The U.S. Federal Reserve said last week that it would end its asset purchases in March and likely raise interest rates for the first time in more than three years. Monetary policymakers around the world are trying to contain inflation fueled by rising energy prices and supply shortages as the global economy recovers from the COVID-19 pandemic.

The Czech Republic's central bank also raised rates Thursday. By contrast, the European Central Bank gave no indication it would hike rates this year despite record inflation in the 19 countries that use the euro. The bank's president acknowledged that high consumer prices could linger for "longer than expected," but policymakers decided Thursday to stick to a plan of carefully dialing back economic stimulus efforts this year.

With rate hikes come questions about whether they will aggravate the pressures on average people.

"If we don't take this action, it will be even worse," Bank of England Gov. Andrew Bailey told reporters.

Higher rates increase how much borrowers pay on everything from home mortgages to credit card purchases, reducing spending and slowing price increases.
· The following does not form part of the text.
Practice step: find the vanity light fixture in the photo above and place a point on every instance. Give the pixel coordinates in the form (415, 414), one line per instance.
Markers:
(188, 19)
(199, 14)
Lower rates tend to encourage spending and increase economic growth.

The Bank of England said it expects inflation to peak at around 7.25% in April. Based on that assumption, investors are betting the bank will raise its key rate to 1.5% by mid-2023.

The bank adjusts interest rates as it tries to keep the inflation rate below 2% while also promoting economic growth.

Meanwhile, the bank said it would gradually start reducing its holdings of U.K. government bonds and corporate debt held by financial institutions, initially by not reinvesting the money it receives from maturing bonds.

It began those purchases in 2009 to pump money into the economy during the global financial crisis. Policymakers were forced to turn to asset purchases after they had slashed interest rates to 0.5%, limiting their ability to use interest rates to stimulate economic growth.

With rates remaining near record lows, the bank continued to buy bonds during the shocks caused by Britain's departure from the European Union and the pandemic. It is now the single biggest holder of U.K. government debt, owning 875 billion pounds ($1.19 trillion) of government bonds, known as gilts.

Sales of government bonds won't begin until the bank rate rises to 1%. But the monetary policy committee said the bank should begin selling its 20 billion-pound stockpile of corporate bonds, continuing through late next year.

Some analysts suggest that financial markets should be able to absorb bond sales as long as the central bank moves slowly.

But Russell Silbertson, a strategist at the investment firm Ninety One, sounded a note of caution. The only central bank to embark on such a policy was the Federal Reserve in 2018-19, and it was forced to reverse course, he said.

"The bank's decision to begin the process of shrinking their balance sheet is a step into the unknown," Silbertson said. "The bank's actions therefore warrant close attention."